By the time Jesus makes it back to Bethany, there is absolutely no doubt that Lazarus is dead. The first person Jesus encounters in Bethany is Martha. She apparently sneaks away from the many mourners and can see Jesus with some level of privacy. This suits the practical, no-nonsense attitude she shows in other Scriptures. Her statement expresses more faith than criticism; she is not complaining, but she is mourning. Jesus further tests her beliefs, resulting in her beautiful expression of trusting reliance on God, and in Christ (John 11:17–27).

In contrast to Martha, Scripture implies that Mary is more emotional and impulsive. When she hears that Jesus has arrived, she makes a rapid and dramatic exit. This inspires curiosity in the mourners, who follow her and form the crowd who later witness the miracle. Mary echoes Martha's comment that Jesus could have prevented Lazarus' death (John 11:28–34).

Here, Jesus demonstrates great compassion and quietly weeps with Mary and Martha. This moment is crucial in our understanding of the nature of God. Jesus has purposefully arranged this situation in order to make a clear point. This miracle is another "sign" of His divine nature. Moments from now, Jesus will bring Lazarus back from the dead. And yet, He expresses clear emotion out of love for His friends. This is a milestone moment in the Bible, reminding us that God really, truly understands the pain we feel while we wait to see His plans unfold (John 11:35–37).

The raising of Lazarus is much more theatrical than some of Jesus' other miracles. At the wedding in Cana, few people even knew a miracle had occurred (John 2:7–11). When feeding thousands, it took time for people to become aware of what was happening (John 6:9–11). The man born blind gained his sight without Jesus even being there for the key moment (John 9:6–7). In this case, Jesus has purposefully waited until death is undeniable—Martha is understandably worried about her brother's corpse rotting. There is a crowd, and for the sake of that crowd Jesus openly declares that He is acting on the power and authority of God. Then He calls a dead man to life (John 11:38–44).

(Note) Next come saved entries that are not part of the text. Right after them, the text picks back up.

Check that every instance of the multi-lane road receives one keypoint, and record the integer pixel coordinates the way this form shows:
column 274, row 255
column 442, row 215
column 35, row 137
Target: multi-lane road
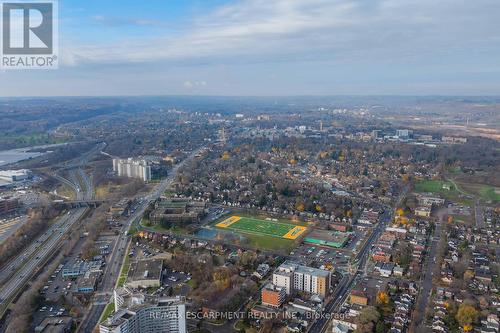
column 20, row 269
column 119, row 251
column 10, row 225
column 350, row 280
column 14, row 275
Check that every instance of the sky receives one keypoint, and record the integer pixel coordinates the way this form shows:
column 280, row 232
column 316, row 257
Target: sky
column 270, row 47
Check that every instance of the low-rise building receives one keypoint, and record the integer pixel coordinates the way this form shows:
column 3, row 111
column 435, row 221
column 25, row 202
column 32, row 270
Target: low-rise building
column 145, row 274
column 272, row 295
column 293, row 276
column 423, row 211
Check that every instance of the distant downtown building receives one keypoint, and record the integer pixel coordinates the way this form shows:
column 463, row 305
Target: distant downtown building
column 140, row 313
column 295, row 277
column 132, row 168
column 272, row 295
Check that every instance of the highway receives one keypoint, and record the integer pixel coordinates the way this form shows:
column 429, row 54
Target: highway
column 20, row 270
column 9, row 226
column 118, row 253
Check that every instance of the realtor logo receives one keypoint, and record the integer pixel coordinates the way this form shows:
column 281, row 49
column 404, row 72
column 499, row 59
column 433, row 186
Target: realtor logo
column 29, row 34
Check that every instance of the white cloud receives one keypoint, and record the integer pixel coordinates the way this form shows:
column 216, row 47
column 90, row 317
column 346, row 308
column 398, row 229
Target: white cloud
column 294, row 29
column 193, row 84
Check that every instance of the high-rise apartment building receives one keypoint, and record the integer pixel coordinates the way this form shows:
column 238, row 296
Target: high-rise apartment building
column 132, row 168
column 146, row 314
column 293, row 276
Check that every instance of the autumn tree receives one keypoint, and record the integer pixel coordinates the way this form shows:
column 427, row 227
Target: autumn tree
column 466, row 316
column 367, row 320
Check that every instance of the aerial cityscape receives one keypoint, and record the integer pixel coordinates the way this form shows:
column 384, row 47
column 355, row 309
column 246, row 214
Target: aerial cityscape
column 270, row 185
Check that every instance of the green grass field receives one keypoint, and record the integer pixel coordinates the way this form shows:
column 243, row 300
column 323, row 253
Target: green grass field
column 271, row 228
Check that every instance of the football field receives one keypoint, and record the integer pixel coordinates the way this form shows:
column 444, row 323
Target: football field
column 262, row 227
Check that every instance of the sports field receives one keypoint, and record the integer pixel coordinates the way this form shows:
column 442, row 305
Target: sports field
column 262, row 227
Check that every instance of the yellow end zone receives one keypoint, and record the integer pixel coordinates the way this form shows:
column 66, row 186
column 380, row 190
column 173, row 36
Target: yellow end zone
column 295, row 232
column 227, row 222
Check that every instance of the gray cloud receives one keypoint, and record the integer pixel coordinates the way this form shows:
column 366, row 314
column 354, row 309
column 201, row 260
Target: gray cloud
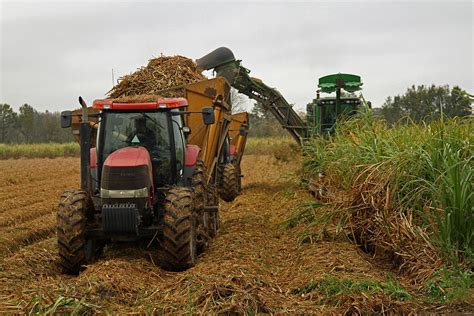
column 52, row 52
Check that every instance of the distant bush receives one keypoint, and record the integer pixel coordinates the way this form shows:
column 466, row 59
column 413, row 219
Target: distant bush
column 15, row 151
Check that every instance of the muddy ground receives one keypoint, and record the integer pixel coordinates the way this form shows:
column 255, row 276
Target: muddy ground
column 254, row 264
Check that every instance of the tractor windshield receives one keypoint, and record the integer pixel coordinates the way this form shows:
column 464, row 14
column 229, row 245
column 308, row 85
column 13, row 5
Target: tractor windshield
column 148, row 129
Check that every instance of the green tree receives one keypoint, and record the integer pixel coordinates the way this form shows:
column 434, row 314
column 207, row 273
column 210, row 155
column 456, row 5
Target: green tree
column 8, row 119
column 26, row 122
column 424, row 103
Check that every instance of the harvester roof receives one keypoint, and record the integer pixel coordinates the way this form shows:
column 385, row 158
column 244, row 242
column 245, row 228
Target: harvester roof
column 348, row 82
column 164, row 103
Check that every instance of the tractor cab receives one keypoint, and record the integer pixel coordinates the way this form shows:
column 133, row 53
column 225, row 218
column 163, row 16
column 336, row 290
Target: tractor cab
column 323, row 112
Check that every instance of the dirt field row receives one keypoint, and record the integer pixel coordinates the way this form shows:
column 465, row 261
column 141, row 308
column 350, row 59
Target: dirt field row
column 253, row 265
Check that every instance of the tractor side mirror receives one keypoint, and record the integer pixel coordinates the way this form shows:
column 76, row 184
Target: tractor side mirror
column 66, row 119
column 186, row 130
column 208, row 116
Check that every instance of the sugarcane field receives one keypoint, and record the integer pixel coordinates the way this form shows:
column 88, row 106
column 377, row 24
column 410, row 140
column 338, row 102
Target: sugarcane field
column 176, row 158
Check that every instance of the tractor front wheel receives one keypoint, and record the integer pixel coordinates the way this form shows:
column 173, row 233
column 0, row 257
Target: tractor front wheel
column 229, row 189
column 178, row 241
column 71, row 228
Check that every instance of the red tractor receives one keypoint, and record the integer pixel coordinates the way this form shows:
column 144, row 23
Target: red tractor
column 141, row 181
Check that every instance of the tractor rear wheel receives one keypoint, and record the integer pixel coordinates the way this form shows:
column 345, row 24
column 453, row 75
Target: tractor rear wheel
column 229, row 183
column 71, row 228
column 178, row 241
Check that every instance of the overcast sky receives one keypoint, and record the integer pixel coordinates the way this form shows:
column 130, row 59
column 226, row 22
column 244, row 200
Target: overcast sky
column 52, row 52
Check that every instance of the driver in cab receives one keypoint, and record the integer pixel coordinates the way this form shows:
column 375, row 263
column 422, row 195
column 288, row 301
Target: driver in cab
column 142, row 135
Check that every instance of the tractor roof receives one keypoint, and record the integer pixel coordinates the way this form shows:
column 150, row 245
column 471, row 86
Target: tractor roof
column 348, row 82
column 164, row 103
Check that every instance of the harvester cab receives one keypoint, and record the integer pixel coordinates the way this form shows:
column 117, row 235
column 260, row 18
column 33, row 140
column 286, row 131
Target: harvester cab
column 142, row 180
column 323, row 112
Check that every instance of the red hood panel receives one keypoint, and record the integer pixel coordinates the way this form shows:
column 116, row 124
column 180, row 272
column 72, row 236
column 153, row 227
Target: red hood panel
column 129, row 157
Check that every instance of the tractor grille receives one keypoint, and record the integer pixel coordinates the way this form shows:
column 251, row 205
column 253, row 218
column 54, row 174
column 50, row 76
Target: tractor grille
column 120, row 218
column 125, row 178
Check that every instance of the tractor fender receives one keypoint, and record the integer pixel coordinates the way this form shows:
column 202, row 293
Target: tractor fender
column 191, row 155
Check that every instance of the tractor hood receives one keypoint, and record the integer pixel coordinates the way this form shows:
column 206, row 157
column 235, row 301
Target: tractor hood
column 128, row 157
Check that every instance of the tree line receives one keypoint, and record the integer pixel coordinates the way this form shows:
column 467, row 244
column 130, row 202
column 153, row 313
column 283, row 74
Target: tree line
column 417, row 104
column 426, row 103
column 31, row 126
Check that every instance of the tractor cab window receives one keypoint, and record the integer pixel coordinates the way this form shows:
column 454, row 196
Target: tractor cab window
column 179, row 144
column 146, row 129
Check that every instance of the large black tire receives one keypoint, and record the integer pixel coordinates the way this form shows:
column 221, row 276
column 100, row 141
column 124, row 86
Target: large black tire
column 178, row 241
column 239, row 179
column 71, row 228
column 229, row 189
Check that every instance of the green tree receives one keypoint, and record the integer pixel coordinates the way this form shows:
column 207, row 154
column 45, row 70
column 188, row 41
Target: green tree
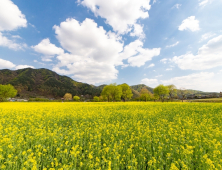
column 76, row 98
column 96, row 99
column 112, row 92
column 145, row 95
column 68, row 96
column 126, row 92
column 7, row 91
column 161, row 91
column 172, row 91
column 183, row 93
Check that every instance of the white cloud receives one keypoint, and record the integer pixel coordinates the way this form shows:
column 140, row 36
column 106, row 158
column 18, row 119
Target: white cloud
column 159, row 76
column 190, row 23
column 207, row 36
column 121, row 15
column 164, row 60
column 23, row 66
column 47, row 49
column 176, row 6
column 92, row 52
column 151, row 65
column 169, row 69
column 208, row 56
column 10, row 16
column 204, row 81
column 150, row 82
column 16, row 36
column 205, row 2
column 5, row 42
column 173, row 45
column 138, row 31
column 138, row 56
column 4, row 64
column 154, row 1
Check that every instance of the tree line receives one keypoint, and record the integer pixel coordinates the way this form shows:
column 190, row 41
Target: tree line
column 114, row 92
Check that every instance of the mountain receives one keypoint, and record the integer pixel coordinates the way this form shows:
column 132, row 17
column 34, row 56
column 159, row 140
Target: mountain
column 140, row 86
column 33, row 83
column 43, row 82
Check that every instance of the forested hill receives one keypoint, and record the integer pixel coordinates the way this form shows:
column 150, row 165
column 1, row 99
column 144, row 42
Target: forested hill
column 43, row 82
column 46, row 83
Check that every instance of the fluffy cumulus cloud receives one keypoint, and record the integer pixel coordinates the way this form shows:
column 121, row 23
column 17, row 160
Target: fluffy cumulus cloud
column 190, row 23
column 10, row 16
column 207, row 36
column 150, row 82
column 208, row 56
column 121, row 15
column 5, row 64
column 173, row 45
column 92, row 53
column 198, row 81
column 23, row 66
column 136, row 55
column 151, row 65
column 11, row 44
column 177, row 6
column 204, row 2
column 48, row 49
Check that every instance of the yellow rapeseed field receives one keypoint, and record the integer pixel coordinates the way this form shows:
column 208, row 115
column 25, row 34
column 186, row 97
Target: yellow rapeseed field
column 59, row 136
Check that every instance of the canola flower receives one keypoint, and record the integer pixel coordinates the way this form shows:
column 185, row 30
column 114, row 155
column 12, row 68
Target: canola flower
column 63, row 136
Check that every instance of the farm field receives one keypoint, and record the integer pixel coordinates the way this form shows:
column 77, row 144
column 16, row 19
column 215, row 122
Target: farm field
column 210, row 100
column 133, row 135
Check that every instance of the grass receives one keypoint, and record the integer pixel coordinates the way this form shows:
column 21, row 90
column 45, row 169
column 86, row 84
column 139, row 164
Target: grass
column 134, row 135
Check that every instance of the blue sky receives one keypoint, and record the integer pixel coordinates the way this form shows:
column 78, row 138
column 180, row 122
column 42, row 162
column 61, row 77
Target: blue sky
column 128, row 41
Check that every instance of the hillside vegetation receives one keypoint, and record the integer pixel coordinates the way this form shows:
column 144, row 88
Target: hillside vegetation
column 32, row 83
column 43, row 82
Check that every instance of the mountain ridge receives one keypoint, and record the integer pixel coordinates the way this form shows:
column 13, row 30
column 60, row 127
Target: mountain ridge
column 46, row 83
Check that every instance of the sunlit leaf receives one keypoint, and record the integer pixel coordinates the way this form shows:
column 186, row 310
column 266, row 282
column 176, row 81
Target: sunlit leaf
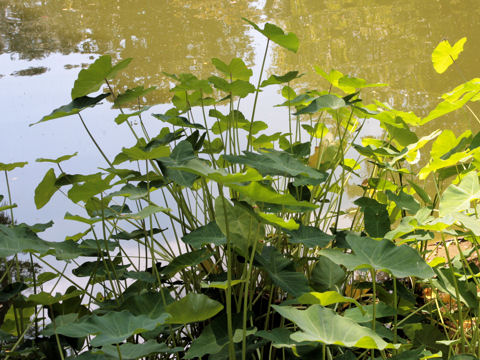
column 323, row 325
column 379, row 255
column 325, row 298
column 278, row 221
column 458, row 197
column 445, row 54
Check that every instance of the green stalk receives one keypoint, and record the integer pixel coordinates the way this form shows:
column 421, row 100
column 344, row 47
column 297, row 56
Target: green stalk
column 250, row 144
column 231, row 345
column 94, row 141
column 374, row 296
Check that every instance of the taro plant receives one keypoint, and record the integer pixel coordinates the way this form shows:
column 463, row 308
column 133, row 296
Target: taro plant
column 246, row 244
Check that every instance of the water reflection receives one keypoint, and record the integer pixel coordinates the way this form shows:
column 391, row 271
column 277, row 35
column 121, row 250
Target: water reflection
column 383, row 41
column 174, row 36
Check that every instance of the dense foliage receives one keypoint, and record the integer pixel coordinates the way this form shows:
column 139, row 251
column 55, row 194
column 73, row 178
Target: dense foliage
column 246, row 247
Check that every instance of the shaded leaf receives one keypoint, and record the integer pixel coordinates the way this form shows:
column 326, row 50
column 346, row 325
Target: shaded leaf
column 89, row 80
column 208, row 234
column 192, row 308
column 73, row 108
column 57, row 160
column 310, row 237
column 379, row 255
column 45, row 190
column 282, row 271
column 288, row 41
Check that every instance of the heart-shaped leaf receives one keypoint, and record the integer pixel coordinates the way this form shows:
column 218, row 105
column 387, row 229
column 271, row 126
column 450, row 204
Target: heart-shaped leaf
column 445, row 54
column 400, row 261
column 320, row 324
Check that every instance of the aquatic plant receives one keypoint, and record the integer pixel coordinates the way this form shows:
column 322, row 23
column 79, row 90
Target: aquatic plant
column 246, row 246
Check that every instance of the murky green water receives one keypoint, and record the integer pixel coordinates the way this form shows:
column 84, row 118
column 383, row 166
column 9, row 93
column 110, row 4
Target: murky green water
column 43, row 45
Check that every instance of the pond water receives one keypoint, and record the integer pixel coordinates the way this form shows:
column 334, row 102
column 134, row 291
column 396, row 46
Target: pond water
column 44, row 44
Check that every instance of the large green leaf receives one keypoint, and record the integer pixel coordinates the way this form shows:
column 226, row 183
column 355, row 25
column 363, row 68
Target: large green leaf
column 321, row 103
column 214, row 338
column 181, row 154
column 326, row 275
column 17, row 239
column 282, row 271
column 92, row 186
column 208, row 234
column 274, row 162
column 280, row 337
column 11, row 166
column 400, row 261
column 185, row 260
column 239, row 88
column 323, row 325
column 375, row 218
column 288, row 41
column 112, row 328
column 57, row 160
column 192, row 308
column 73, row 108
column 445, row 54
column 236, row 70
column 325, row 298
column 89, row 80
column 239, row 223
column 458, row 197
column 131, row 351
column 148, row 303
column 310, row 237
column 178, row 121
column 132, row 95
column 280, row 79
column 45, row 190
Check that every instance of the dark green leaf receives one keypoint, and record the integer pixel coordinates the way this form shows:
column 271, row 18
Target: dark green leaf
column 280, row 79
column 89, row 80
column 282, row 271
column 45, row 190
column 73, row 108
column 132, row 95
column 321, row 103
column 384, row 255
column 274, row 33
column 185, row 260
column 208, row 234
column 57, row 160
column 310, row 237
column 192, row 308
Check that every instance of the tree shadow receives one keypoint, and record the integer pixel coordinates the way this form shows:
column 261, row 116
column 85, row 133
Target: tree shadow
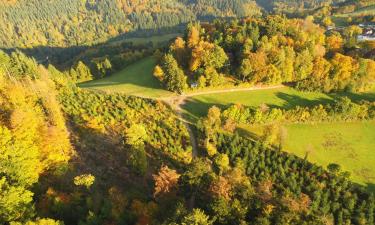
column 291, row 100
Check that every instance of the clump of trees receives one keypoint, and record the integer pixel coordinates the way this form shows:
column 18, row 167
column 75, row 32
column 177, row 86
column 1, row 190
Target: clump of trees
column 271, row 50
column 33, row 136
column 67, row 23
column 342, row 109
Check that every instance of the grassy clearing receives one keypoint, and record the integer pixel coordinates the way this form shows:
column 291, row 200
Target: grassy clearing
column 136, row 79
column 286, row 97
column 368, row 10
column 156, row 39
column 350, row 145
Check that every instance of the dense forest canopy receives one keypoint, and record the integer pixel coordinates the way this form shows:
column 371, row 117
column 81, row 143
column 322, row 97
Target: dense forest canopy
column 267, row 50
column 74, row 22
column 80, row 156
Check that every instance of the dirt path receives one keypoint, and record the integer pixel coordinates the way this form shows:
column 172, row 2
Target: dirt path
column 176, row 102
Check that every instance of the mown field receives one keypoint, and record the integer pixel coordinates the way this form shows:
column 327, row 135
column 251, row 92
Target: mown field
column 286, row 97
column 351, row 145
column 155, row 39
column 136, row 79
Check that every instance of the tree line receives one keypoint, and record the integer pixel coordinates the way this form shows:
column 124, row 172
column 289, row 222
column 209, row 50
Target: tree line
column 267, row 50
column 27, row 24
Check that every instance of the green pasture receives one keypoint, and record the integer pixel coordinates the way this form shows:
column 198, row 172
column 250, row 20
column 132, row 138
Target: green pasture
column 155, row 39
column 285, row 97
column 136, row 79
column 351, row 145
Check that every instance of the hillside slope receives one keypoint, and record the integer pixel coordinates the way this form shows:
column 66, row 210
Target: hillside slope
column 74, row 22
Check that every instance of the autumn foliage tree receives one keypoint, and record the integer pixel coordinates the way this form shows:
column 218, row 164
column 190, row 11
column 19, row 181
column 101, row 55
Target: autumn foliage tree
column 165, row 181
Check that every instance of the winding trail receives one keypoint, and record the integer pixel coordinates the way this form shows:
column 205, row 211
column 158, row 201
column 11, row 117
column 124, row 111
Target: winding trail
column 176, row 103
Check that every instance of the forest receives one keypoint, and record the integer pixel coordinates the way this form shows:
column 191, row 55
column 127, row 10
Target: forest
column 270, row 50
column 192, row 124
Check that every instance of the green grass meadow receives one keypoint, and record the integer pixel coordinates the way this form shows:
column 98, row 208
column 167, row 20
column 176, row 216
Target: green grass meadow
column 351, row 145
column 285, row 97
column 136, row 79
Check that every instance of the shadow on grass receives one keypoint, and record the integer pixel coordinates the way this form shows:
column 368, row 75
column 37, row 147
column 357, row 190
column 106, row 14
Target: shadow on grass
column 291, row 101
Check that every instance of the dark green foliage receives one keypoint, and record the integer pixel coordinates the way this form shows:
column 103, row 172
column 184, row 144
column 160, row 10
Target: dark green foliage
column 27, row 23
column 116, row 112
column 329, row 193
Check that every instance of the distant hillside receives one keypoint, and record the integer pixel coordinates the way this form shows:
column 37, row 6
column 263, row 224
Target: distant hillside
column 61, row 23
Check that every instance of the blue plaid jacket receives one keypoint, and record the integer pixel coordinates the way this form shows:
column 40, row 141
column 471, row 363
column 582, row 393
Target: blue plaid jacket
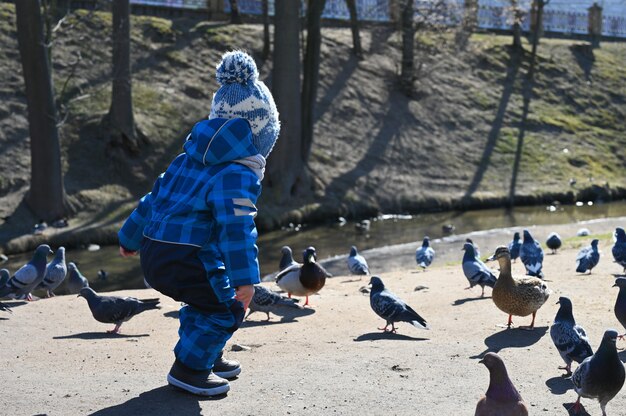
column 203, row 199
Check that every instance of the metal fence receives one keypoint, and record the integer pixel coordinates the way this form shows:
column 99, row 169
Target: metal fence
column 492, row 14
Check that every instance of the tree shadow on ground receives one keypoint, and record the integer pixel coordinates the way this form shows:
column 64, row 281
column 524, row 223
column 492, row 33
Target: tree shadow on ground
column 583, row 53
column 376, row 336
column 465, row 300
column 559, row 385
column 512, row 338
column 164, row 400
column 509, row 85
column 99, row 335
column 570, row 411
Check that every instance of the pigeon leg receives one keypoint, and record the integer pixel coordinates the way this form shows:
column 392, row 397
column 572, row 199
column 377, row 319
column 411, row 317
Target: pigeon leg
column 115, row 330
column 567, row 368
column 576, row 407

The response of witnesses to this miracle parallels other Scriptures about our approach to evidence. Some correctly interpret signs (John 20:30–31). Others are unsure, and yet others insist on resisting the truth, no matter what. Jesus' religious critics convene, but only to figure out how to counter Jesus' message—they have no interest in learning from His power. Caiaphas, a Sadducee installed as High Priest by the Romans, makes an accidental prophecy. That statement summarizes the reason Jesus came in human form: to serve as a perfect sacrifice atoning for human sin (Romans 5:12–19). The Council's decision is as extreme as their rejection: they agree, collectively, that Jesus must die (John 11:45–53).

As He has done in the past, Jesus moves outside of the religious leaders' immediate influence. This leads some to wonder if He'll keep His custom of attending the required feasts—such as Passover—in Jerusalem. What they don't know is that Jesus will soon enter the city hailed as a Messiah, then face arrest and death at the hands of His enemies (John 11:54–57).